Public defence with Paul Sherfey: Cultivating Responsible Citizenship: Collective Gardens at the Periphery of Neoliberal Urban Norms (2024)

Paul Sherfey defends his thesis ”Cultivating Responsible Citizenship: Collective Gardens at the Periphery of Neoliberal Urban Norms”

When? 22 March 2024 15:00-17:00

Doctoral thesis: ”Cultivating Responsible Citizenship:
Collective Gardens at the Periphery of Neoliberal Urban Norms”
Research area: Historical Studies
Research school: The Baltic and East European Graduate School (BEEGS)
External reviewer: Katarina Saltzman, docent in Ethnology , Institutionen för kulturvård, Göteborgs universitet
Language: English

Abstract
As the growing human population becomes concentrated in urban environments across the globe, these environments have increased in both overall population and population density (OECD, 2020). Consequently, political debates and social movements concerned with urban planning and land use have become ever more pertinent. One way of problematising and scrutinising dominant rationales of urban land use is to examine in them in relation to activism and collective action by which they are challenged.

Among the many such examples available are what proponents in some countries refer to as collective gardens, a subset of community gardens distinguishable by their explicit emphasis on collective management and publicly oriented educational and cultural programming – typically with an expressed intent or mission involving social change and environmental stewardship (cf. Rosol, 2006; Villace, Labajos, Aceituno-Mata et al., 2014). Geographically situated in social environments shaped by capitalism, they can be considered pericapitalist places, “simultaneously inside and outside capitalism” (Tsing, 2015, p. 63) to the extent that their use of urban land and collective forms of social organisation appear inconsistent with the proclivity towards privatization and a free-market economy characteristic of neoliberal capitalism (cf. Mouffe, 2018). Studying collective gardens in relation to neoliberal capitalism thus has implications for understanding how these places represent political forms of sensemaking, expressing grievances and demands that respond to the dominant political-economic context of contemporary urban life.

Based on this understanding, the aim in this study is to explore discourses about what collective gardens signify politically as places where alternative norms of urban life are nurtured. What sense of place can be understood to be nurtured in relation to collective gardens, and what does this convey about citizenship and experiences of urban life in the context of neoliberal capitalism? This question is investigated through the application of a political discourse framework, supplemented by discursive theories of aesthetics, narratives, and sensemaking to learn about the meanings attributed to collective gardens and how these are constituted in relation to their social contexts. The aesthetics of collective gardens are explored through multi-sited research undertaken at gardens across Germany and Sweden, in order to analyse how the materials and design of these gardens reimagine urban space.
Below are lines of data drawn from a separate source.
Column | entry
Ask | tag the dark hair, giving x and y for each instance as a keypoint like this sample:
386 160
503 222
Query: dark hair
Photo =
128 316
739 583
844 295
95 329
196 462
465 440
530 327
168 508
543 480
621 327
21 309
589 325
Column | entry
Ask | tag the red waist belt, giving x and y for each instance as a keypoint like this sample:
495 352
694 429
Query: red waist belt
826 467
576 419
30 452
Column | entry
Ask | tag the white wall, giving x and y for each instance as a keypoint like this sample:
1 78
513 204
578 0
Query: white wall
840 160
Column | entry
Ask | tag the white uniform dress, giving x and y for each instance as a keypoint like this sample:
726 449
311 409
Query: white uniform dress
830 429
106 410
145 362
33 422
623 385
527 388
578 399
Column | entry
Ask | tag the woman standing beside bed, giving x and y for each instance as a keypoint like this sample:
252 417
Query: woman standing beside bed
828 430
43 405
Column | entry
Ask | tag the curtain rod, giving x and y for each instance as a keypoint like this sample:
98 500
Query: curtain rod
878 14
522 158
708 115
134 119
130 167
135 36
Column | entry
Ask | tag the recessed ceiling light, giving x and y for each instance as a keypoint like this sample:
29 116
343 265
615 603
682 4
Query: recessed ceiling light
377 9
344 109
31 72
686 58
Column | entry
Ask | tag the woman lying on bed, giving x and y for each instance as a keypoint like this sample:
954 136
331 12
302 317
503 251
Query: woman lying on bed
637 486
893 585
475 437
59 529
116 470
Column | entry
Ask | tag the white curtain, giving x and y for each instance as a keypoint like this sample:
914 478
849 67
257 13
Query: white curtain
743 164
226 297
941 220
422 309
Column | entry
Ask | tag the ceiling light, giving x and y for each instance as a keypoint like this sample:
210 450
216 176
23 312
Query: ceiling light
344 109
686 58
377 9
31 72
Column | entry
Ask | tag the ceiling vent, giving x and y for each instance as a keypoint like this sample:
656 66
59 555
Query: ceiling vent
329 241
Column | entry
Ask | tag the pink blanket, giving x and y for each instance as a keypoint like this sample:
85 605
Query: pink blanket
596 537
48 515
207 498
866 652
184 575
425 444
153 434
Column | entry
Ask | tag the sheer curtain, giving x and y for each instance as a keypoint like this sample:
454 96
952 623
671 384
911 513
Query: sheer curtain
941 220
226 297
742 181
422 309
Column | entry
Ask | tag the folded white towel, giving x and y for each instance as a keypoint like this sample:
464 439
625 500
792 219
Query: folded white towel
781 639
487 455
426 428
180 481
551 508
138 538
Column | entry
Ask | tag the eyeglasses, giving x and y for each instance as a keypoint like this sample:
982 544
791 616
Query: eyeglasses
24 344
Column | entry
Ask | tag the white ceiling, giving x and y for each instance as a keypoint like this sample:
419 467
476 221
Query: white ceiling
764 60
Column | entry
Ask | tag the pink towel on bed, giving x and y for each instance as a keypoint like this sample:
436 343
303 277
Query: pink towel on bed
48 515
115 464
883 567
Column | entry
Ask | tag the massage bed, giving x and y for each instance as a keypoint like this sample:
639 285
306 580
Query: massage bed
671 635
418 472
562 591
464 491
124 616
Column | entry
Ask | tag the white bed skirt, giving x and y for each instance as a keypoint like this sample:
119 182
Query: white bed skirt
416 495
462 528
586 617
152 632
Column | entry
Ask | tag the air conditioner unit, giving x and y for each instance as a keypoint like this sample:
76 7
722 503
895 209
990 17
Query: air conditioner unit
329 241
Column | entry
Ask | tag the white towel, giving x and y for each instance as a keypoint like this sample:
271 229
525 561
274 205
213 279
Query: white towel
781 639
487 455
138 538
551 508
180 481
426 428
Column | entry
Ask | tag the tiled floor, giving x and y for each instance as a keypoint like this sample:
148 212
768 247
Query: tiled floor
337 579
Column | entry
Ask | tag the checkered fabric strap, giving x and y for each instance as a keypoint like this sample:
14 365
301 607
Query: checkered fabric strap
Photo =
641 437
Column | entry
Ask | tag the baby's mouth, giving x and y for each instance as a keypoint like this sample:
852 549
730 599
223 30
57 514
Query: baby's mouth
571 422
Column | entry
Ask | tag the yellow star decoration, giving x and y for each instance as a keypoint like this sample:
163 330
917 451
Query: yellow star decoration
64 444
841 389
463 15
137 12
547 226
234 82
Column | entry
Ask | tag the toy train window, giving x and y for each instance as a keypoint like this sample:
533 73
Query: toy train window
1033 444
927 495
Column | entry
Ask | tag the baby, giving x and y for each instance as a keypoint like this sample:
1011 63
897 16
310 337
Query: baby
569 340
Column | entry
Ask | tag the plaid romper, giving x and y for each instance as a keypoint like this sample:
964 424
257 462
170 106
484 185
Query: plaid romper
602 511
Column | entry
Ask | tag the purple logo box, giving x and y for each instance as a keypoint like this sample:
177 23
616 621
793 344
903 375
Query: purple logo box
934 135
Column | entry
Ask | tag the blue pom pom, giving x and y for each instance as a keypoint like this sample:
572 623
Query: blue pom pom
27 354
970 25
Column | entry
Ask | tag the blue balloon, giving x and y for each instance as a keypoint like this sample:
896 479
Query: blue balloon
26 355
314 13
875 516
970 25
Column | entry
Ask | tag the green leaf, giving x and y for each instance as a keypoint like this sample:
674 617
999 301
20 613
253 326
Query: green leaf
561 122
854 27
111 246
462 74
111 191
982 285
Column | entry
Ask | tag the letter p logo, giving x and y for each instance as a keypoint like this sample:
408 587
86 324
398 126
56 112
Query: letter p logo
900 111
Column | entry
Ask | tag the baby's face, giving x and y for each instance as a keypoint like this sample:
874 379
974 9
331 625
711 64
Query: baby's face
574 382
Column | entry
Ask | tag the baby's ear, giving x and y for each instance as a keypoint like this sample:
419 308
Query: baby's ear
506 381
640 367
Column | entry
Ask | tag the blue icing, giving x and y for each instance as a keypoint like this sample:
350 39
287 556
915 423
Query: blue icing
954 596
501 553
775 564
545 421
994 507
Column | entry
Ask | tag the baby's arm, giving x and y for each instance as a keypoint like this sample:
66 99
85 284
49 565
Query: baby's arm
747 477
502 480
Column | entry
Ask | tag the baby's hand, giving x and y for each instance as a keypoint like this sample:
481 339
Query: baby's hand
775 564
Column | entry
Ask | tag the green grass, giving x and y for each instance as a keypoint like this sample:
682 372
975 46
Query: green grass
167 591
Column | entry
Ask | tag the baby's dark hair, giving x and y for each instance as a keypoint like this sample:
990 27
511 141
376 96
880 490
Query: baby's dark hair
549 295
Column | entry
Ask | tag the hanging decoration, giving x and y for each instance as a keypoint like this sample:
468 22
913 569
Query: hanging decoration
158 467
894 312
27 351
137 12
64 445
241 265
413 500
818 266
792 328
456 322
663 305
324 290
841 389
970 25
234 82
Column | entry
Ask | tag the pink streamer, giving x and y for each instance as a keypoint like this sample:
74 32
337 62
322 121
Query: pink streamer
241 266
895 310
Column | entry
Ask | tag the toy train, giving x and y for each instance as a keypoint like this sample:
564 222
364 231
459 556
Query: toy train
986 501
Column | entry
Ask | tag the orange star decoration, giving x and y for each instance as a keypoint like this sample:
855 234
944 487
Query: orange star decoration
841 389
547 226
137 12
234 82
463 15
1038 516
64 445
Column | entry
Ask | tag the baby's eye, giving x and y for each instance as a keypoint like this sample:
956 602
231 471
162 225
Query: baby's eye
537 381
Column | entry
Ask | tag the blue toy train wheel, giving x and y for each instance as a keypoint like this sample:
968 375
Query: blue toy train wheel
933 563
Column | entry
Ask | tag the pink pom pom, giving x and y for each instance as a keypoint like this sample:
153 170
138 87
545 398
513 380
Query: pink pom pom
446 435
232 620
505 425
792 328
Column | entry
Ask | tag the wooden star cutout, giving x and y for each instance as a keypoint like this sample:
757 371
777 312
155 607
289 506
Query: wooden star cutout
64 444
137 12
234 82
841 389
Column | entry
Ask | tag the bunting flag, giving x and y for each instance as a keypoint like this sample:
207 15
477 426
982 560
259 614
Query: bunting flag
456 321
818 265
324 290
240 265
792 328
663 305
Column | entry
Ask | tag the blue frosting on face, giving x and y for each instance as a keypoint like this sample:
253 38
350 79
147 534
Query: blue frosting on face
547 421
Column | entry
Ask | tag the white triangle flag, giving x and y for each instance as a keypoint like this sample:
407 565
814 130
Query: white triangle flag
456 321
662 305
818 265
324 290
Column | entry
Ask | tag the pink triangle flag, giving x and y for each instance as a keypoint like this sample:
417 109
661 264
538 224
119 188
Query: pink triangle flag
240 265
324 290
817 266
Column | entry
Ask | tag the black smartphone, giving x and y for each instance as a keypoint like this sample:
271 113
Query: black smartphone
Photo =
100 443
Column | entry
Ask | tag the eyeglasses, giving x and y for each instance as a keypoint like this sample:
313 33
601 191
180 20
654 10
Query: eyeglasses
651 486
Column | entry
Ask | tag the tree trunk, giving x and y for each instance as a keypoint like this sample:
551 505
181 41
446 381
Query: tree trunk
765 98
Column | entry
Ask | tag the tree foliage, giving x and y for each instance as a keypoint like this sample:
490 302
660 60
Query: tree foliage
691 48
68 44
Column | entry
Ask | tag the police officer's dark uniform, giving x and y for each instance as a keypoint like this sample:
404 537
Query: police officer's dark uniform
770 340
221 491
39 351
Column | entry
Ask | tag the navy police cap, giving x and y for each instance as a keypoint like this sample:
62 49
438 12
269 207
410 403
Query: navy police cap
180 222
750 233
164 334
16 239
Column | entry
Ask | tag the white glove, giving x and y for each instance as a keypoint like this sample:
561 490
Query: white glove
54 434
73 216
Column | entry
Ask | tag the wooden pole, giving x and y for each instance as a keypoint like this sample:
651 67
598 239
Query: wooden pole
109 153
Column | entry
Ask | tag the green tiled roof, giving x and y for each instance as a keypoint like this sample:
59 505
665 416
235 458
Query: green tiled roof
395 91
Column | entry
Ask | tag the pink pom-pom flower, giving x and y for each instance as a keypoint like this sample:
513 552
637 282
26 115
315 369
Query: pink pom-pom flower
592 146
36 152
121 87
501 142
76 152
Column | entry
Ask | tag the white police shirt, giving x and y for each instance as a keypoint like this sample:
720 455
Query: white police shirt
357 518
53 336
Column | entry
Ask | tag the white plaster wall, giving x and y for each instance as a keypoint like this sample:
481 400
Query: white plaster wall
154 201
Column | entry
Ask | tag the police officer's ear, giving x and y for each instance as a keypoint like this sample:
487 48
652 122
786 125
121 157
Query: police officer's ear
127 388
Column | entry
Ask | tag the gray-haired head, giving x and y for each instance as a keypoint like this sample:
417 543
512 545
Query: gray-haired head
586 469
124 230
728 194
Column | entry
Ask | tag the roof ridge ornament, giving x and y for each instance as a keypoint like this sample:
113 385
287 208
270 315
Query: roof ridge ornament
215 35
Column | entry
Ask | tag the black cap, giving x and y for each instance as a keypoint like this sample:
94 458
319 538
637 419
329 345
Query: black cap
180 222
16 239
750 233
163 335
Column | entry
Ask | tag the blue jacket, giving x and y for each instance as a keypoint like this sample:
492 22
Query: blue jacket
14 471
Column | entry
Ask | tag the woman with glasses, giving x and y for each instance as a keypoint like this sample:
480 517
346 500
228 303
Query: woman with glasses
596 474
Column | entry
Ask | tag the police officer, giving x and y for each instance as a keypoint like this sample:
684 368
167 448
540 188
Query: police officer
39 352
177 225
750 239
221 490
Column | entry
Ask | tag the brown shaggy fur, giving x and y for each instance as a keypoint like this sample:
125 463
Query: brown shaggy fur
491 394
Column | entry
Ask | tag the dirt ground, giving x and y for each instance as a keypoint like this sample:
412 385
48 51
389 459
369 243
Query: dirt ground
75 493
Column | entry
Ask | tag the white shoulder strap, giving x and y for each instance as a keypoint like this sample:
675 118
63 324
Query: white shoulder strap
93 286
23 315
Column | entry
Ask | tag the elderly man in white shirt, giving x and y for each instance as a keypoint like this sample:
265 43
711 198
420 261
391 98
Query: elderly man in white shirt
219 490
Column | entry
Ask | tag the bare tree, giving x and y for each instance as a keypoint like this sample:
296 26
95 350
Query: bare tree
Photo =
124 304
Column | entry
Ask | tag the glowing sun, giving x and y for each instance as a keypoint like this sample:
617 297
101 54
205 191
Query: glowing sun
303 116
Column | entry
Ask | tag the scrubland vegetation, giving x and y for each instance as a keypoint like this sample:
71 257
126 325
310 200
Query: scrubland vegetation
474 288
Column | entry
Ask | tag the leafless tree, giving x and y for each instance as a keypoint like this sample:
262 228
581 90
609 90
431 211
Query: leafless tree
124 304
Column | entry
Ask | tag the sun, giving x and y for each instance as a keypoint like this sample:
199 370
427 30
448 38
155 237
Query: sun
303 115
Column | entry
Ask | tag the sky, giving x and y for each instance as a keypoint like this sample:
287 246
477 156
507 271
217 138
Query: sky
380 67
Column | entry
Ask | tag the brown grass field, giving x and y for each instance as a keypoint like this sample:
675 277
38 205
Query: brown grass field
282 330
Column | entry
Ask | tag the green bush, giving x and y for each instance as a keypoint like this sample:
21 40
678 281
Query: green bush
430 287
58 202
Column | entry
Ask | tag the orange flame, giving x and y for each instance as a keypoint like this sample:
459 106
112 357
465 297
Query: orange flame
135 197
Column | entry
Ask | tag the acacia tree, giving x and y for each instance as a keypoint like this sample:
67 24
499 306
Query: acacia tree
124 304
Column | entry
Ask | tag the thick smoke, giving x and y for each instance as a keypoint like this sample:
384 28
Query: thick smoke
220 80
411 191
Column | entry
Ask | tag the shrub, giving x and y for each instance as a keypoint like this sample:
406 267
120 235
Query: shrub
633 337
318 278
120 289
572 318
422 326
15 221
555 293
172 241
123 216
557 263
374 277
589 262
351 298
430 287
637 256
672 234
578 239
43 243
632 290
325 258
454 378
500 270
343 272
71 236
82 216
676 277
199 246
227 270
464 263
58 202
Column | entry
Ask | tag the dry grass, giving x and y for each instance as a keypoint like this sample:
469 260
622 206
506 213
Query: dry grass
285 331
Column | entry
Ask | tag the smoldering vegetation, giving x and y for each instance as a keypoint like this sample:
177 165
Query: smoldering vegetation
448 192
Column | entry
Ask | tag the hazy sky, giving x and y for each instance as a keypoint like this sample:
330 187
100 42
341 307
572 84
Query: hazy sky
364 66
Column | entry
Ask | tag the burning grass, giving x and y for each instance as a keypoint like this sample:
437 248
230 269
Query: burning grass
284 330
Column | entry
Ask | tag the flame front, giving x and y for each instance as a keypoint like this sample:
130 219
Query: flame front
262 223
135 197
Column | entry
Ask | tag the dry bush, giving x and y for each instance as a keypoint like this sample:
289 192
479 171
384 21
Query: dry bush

The study then turns to individual case studies in both nations to explore a range of narratives – first to understand how the history of each garden sets up a problem that is solved by the establishment of the garden, and later to analyse how each garden is situated in discourses about contemporary urban development, as well as work and social life. Through these multiple perspectives on the construction of their meaning and relevance as places of political activity, the study offers an interpretation of how collective gardens represent a particular ethos of democratic citizenship through the social critiques being fostered in these places. Additionally, it provides an exploration of complex relationships and different interpretations of responsibility, whereby collective gardens can be seen to resist neoliberal capitalist rationalities while also fulfilling or contributing to their objectives.